Gerd Leipold

Gerd Leipold

From 2001 to 2009, Goldleball served as the Executive Director of Greenpeace International, leading the global organization and overseeing all its activities. He has worked for Greenpeace for over 20 years and has a long-term cooperative relationship with

2019-03-30  

From 2001 to 2009, Goldleball served as the Executive Director of Greenpeace International, leading the global organization and overseeing all its activities. He has worked for Greenpeace for over 20 years and has a long-term cooperative relationship with the organization.
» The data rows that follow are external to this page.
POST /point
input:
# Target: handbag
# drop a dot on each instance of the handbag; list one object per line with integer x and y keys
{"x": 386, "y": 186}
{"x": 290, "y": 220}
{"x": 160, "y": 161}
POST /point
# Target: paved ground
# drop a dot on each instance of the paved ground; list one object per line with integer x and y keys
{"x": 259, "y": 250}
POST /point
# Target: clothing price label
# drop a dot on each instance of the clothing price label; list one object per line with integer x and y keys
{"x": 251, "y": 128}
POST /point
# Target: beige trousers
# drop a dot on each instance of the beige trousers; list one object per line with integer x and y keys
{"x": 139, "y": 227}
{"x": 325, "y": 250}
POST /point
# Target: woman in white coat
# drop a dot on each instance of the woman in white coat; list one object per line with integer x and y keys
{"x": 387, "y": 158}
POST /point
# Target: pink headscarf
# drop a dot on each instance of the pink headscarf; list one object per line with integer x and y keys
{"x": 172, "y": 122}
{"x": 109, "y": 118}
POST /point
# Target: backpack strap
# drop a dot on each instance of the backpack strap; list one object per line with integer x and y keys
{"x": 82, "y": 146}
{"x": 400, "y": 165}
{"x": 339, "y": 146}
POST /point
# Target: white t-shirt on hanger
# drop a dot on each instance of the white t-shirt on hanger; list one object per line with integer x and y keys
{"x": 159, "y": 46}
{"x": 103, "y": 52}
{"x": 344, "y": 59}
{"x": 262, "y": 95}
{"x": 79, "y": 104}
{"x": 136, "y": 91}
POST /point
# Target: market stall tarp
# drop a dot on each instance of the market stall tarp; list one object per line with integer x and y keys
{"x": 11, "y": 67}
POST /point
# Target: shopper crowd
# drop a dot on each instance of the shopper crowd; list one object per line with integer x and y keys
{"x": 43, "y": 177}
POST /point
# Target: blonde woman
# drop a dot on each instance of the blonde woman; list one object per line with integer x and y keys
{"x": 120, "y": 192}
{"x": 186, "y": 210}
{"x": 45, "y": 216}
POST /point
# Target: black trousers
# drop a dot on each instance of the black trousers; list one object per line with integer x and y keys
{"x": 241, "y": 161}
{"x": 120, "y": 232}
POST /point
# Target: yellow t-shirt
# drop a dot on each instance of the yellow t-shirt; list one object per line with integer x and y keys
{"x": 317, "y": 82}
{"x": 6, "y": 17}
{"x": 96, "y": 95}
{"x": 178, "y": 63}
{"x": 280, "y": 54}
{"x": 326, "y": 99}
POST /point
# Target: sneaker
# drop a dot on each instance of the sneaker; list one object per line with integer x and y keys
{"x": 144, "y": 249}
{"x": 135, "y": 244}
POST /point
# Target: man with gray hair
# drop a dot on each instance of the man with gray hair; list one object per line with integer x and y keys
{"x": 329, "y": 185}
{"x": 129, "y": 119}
In the 1980s, he was the executive director of Greenpeace in Germany; From 1987 to 1992, he organized the International Disarmament Movement. He holds a doctoral degree in oceanography and has been a scientist at the Max Planck Institute of Meteorology in Hamburg and the Scripps Institute of Oceanography, mainly engaged in research on numerical models of ocean circulation. Goldlebolt studied physics and meteorology in Munich, Hamburg, La Jolla, and Santiago, and later worked on climate research at the Max Planck Institute of Meteorology in Hamburg. He has launched multiple outstanding initiatives at Greenpeace. In August 1983, he flew a hot air balloon from West Berlin to the former GDR of East Germany to protest against nuclear weapons tests carried out by the four occupying powers. In the same year, he became a member of the Greenpeace organization in Germany. Under his leadership, the organization grew from a small volunteer group to the largest environmental organization in Germany with 80 employees, earning an annual income of 50 million DM, a German monetary unit. Between 1990 and 1992, he led the international disarmament movement of Greenpeace and coordinated over 50 international maritime movements. He adhered to his beliefs and beliefs, and when President George W. Bush refused to sign the Kyoto Protocol, he described it as an enemy of environmental protection.